Mykhaylo, who did not give his last name, is midway through basic training. A few months ago he fought against police during anti-government protests in Kyiv's Maidan Square. Then he said he was fighting for democracy. Now he wants to fight against what he calls Russian aggression.
“I arrived in Maidan and was there for all the period of Maidan. And when we completed our task at Maidan, and this external threat appeared, I joined the national guard,” he said.
Anastasia Polishuk also was part of the movement that swept former Yanukovych from power. Now, she wants to fight for a united Ukraine.
“We are learning as much as we can. Then we are going to the east to protect our country,” Polishuk said.

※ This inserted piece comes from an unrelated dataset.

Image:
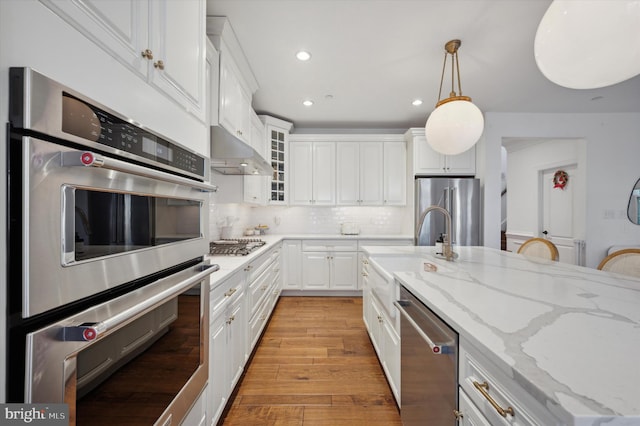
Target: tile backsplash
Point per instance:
(309, 220)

Ukraine's military offensive in the east against pro-Russian separatists has not produced any decisive victories.
Rebel leaders say they will proceed with a May 11 referendum on autonomy, even though Russian President Vladimir Putin said it should be postponed.

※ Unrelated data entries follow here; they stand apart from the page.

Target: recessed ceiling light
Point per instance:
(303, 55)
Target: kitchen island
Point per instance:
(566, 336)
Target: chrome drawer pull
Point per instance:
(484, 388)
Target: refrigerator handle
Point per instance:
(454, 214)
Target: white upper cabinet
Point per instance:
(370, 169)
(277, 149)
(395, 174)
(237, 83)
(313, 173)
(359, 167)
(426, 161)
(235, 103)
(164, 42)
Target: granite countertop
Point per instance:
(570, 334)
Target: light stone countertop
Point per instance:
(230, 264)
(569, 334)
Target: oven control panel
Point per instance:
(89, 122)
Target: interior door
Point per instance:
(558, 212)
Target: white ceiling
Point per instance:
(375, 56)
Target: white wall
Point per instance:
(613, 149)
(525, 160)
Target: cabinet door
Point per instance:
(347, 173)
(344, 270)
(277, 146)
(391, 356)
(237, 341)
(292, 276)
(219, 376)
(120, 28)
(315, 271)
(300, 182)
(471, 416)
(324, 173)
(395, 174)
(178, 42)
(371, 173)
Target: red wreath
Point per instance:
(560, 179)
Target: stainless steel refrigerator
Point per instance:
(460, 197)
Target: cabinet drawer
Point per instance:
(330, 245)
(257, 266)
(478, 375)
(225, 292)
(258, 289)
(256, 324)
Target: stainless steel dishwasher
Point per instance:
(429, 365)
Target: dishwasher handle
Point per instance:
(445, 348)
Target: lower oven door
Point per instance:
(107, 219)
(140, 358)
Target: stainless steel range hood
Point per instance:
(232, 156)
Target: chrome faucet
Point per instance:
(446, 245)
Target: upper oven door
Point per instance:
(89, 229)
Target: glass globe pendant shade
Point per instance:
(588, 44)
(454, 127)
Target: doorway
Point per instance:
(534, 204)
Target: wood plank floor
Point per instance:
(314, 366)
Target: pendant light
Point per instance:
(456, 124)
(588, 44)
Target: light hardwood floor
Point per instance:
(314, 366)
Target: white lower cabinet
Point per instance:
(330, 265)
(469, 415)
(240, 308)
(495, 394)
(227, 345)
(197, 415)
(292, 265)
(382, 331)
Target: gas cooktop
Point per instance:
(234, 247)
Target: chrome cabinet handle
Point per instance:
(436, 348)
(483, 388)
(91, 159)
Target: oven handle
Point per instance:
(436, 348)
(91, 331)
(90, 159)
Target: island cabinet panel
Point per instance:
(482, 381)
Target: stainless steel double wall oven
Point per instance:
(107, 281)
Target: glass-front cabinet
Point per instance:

While Ukraine's diplomats continue to look for a peaceful resolution to the crisis, the country has re-instituted compulsory military conscription. The commander of Ukraine's national guard, General Viktor Ganushyak, said these new volunteers are immediately increasing the country's military capability.
“For now the formation of the second national guard battalion of Ukraine is underway. They are signing up at locations not only in Kyiv, but also in other cities and regional centers in Ukraine,” said Ganushyak.
The national guard commander said these new troops will be used to provide security during the upcoming presidential elections, fight insurgents, and protect Ukraine's territorial integrity.